If your recipe calls for 1 cup flour, measure that amount. Place an empty bowl on scale, set scale to zero, add pre-measured flour, the weight is then how much you need for 1 cup of flour. My weight for 1 cup flour is 4.5 ounces, but you may find yours to be slightly different. The only thing that matters for your recipes, is how you measure out your ingredients. 

darkchocolate Posted 1 Sep 2013 , 10:58am
Quote:
Originally Posted by MimiFix 

If your recipe calls for 1 cup flour, measure that amount. Place an empty bowl on scale, set scale to zero, add pre-measured flour, the weight is then how much you need for 1 cup of flour. My weight for 1 cup flour is 4.5 ounces, but you may find yours to be slightly different. The only thing that matters for your recipes, is how you measure out your ingredients. 

Thanks, Mimi

manicgeisha Posted 1 Sep 2013 , 4:57pm

Dark chocolate- thanks!   I`m intrigued by WASC, or more how everyone raves about it :)
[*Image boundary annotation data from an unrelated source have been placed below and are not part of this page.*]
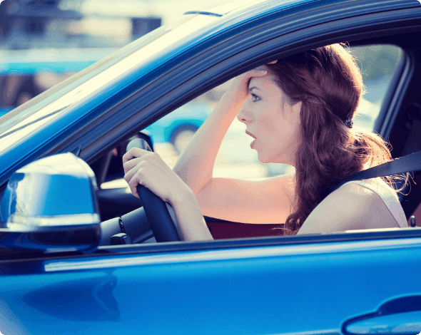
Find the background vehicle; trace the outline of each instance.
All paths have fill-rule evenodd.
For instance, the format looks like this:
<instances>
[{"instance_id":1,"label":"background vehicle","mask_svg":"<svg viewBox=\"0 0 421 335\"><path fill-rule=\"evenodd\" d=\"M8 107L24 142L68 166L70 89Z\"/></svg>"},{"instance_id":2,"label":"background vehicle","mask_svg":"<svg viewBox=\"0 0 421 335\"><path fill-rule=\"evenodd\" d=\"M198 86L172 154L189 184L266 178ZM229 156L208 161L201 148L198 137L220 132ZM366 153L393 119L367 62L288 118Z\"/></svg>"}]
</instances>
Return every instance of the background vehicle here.
<instances>
[{"instance_id":1,"label":"background vehicle","mask_svg":"<svg viewBox=\"0 0 421 335\"><path fill-rule=\"evenodd\" d=\"M236 6L191 12L3 116L1 192L29 163L70 152L93 165L139 130L245 71L347 41L402 49L375 129L390 140L395 157L420 150L421 3ZM421 202L419 186L411 187L402 196L407 217L417 215ZM109 210L117 213L123 195L108 190L98 192L100 210L114 204ZM57 200L68 208L69 201ZM16 234L0 232L2 241ZM24 334L421 331L421 286L412 281L421 274L420 228L90 250L1 245L3 326ZM364 325L355 322L365 320L360 331Z\"/></svg>"}]
</instances>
ellavanilla Posted 2 Sep 2013 , 4:18am

I've always thought that if you're going to go to all the trouble to make the WASC, you might as well bake from scratch.

lorieleann Posted 2 Sep 2013 , 4:43am

If you or your family don't appreciate the taste difference in scratch baking and prefer the box/doctored box recipes, and you don't feel a personal challenge in mastering scratch baking--then box is what you should bake.  For me, I had some horrible scratch cakes when I first started baking regularly, and I stayed with doctored box mixes for the consistency and for the better quality than what I could produce.  But the baking of a perfect scratch cake (and having an arsenal of scratch recipes that were my very own) was a challenge that I wanted to tackle. So i had to practice and practice and practice. But I did it, and it was more than just making a recipe once. it is learning technique and the feel of the product. I truly see how a person can learn best by watching a mother or grandmother make a cake over and over and over again (my mom was a superfan of box mixes, so i didn't have much to go on!)

 

 I see that there are two parts of the craft of cake making: the baking and the decorating.  Some people only want to focus on the craft of one part of it, others enjoy the craft of both baking and of decorating. You should do what you find the most enjoyment with.